7. Model clauses (Take “full ratchet” as an example)
(a) The Company shall not, without the prior written consent of the current round of Investors, introduce any new investors in any way at a price lower than the unit price corresponding to this transaction. If the Company increases its registered capital or issues new shares and the unit price per dollar of registered capital or unit price per share (hereinafter referred to as the “Share/Share new unit Price“) for such capital increase or new share issue or equity or share transfer is lower than the subscription price per dollar of registered capital or per share of the Company subscribed by the investor (hereinafter referred to as the “anti-dilution rights holder”) (the “anti-dilution Reasons”), The anti-dilution right holder shall have the right to request an adjustment of the subscription price per 1 yuan of registered capital or per share of the subscribing company to make it [equal to the new unit price of equity/shares].
(b) For the avoidance of doubt, (i) newly issued shares or shares under the share incentive Plan approved by the general meeting and/or the Board of Directors of the Company in accordance with the provisions of this Agreement, (ii) shares issued at the time of the Company's qualifying initial public offering; Or (iii) Equity or shares in connection with a stock split, dividend payment or similar transaction.
(c) In order to realize the anti-dilutive rights of the anti-dilutive rights holder under paragraph (a) above, the anti-dilutive rights holder shall be entitled to require the Founder to transfer to the anti-dilutive rights holder a corresponding number of shares or shares of the Company held by him at no cost or at the aggregate price of the lowest price permitted by law such that the anti-dilutive rights holder shall, upon such capital increase or transfer of such shares/shares, The subscription price per 1 yuan of registered capital or per share of the company's equity/shares owned is equal to [equity/share new unit price].
(d) If the Founder transfers the equity or shares to the anti-dilutive right at the lowest price permitted by law as agreed in paragraph (c) above, the Founder shall return to the anti-dilutive right the consideration for the transfer of the equity actually paid by the anti-dilutive right to the anti-dilutive right without compensation.
(e) If the provisions of paragraph (d) above are not feasible for any reason, the Founder shall take all other means recognized by law to achieve the aforesaid anti-dilution effect.

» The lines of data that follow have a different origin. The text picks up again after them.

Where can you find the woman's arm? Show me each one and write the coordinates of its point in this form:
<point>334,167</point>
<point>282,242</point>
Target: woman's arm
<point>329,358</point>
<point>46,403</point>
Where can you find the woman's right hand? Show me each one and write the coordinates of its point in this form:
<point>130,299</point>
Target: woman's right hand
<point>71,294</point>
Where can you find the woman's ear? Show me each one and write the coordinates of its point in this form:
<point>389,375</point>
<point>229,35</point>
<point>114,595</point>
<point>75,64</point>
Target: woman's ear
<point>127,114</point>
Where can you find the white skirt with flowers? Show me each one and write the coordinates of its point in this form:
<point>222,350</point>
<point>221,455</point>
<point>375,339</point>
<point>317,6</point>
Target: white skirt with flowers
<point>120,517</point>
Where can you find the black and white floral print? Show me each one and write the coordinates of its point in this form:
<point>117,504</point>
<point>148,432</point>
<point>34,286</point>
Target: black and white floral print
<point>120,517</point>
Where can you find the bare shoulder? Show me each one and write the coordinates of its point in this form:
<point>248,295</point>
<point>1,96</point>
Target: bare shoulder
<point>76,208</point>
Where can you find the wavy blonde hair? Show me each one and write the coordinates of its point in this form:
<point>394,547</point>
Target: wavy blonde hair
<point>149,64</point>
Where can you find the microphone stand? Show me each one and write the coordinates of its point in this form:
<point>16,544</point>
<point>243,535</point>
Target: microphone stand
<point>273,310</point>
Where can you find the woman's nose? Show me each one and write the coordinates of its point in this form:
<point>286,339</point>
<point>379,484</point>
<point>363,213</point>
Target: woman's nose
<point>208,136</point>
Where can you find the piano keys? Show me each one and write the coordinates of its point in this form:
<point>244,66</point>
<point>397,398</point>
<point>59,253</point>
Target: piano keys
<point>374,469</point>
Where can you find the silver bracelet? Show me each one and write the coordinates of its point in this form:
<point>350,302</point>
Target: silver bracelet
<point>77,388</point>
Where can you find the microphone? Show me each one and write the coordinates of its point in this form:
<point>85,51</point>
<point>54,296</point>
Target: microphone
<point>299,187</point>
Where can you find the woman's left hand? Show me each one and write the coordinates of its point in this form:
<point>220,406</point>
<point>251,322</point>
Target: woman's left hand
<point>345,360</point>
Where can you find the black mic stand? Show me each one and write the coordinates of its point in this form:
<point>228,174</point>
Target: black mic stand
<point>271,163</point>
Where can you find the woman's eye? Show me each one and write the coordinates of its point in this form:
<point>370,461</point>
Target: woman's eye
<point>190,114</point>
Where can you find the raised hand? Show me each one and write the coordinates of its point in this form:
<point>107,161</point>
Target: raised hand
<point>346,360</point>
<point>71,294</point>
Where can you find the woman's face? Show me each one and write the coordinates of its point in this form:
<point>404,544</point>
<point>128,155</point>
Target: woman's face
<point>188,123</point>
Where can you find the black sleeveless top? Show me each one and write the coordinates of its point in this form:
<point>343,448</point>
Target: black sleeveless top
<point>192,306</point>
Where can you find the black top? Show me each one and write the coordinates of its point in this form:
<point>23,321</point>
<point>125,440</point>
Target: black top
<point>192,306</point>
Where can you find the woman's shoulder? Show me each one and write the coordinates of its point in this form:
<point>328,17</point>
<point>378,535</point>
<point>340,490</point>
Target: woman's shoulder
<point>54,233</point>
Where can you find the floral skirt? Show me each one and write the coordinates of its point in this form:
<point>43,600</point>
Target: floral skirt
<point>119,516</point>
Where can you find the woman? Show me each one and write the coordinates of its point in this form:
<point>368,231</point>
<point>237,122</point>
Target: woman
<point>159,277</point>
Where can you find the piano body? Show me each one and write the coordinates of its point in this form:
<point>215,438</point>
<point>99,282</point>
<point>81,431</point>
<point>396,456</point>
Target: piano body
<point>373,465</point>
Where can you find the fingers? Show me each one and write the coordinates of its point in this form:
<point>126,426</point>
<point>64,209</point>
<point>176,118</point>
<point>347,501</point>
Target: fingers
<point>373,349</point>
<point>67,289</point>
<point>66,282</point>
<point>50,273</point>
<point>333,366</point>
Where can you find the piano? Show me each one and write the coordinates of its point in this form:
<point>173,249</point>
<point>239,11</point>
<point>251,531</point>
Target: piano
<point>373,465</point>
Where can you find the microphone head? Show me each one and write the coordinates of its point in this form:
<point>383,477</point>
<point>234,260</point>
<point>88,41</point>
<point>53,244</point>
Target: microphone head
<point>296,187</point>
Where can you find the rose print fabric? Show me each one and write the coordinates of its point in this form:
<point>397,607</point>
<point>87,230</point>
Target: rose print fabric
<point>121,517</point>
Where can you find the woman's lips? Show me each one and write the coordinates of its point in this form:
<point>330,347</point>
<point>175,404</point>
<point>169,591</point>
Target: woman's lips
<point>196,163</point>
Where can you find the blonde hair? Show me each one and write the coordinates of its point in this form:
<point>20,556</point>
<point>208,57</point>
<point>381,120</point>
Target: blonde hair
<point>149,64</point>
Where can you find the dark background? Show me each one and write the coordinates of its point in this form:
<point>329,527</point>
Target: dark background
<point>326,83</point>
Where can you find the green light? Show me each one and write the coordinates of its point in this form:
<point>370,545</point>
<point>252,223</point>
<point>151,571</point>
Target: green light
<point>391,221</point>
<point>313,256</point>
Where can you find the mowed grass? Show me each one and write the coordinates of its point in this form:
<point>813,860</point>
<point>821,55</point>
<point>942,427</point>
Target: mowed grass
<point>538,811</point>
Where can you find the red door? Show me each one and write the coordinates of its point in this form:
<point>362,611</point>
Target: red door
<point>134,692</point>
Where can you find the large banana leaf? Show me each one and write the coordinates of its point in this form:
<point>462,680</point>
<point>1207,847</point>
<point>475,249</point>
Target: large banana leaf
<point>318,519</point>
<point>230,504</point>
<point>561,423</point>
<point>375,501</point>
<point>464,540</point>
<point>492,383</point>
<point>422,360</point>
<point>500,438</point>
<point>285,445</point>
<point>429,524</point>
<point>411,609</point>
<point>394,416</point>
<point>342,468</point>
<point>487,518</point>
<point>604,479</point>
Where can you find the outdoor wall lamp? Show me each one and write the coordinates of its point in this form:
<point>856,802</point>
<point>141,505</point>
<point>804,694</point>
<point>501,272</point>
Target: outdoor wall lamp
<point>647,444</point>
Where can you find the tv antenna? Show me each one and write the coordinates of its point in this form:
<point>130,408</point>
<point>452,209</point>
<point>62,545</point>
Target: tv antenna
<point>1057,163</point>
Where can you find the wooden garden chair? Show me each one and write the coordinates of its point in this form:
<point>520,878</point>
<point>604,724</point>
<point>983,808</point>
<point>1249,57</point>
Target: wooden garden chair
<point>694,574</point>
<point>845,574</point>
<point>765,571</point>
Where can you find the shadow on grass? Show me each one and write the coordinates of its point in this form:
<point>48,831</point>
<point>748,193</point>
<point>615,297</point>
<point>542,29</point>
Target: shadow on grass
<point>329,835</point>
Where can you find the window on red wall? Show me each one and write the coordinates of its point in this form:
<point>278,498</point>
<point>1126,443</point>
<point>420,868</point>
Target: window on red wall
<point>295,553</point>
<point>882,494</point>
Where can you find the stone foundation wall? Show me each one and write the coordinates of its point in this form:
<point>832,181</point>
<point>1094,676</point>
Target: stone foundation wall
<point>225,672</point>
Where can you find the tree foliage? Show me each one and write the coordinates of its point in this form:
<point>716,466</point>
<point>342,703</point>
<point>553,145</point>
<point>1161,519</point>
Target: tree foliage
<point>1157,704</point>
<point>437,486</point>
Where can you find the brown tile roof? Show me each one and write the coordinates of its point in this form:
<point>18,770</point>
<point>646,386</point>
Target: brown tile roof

(f) To avoid ambiguity, the Founder shall use his best efforts to seek the lowest tax costs and bear all taxes incurred by the anti-dilutive right holder as a result of the anti-dilutive adjustment.
Conclusion
According to the purpose of the design of the terms, the pre-emption right, the co-selling right, the pre-emption right and the anti-dilution right can be considered as a kind of pre-emption right that restricts the founding shareholders from transferring equity to other countries and guarantees the investor's shareholding ratio and equity value. However, how to apply it in specific projects ultimately depends on the negotiating position of the financing party and the investor in the overall project promotion process. And with the help of professional lawyers in the transaction documents to be clear, to lay the foundation for corporate governance and the protection of the rights and interests of all parties.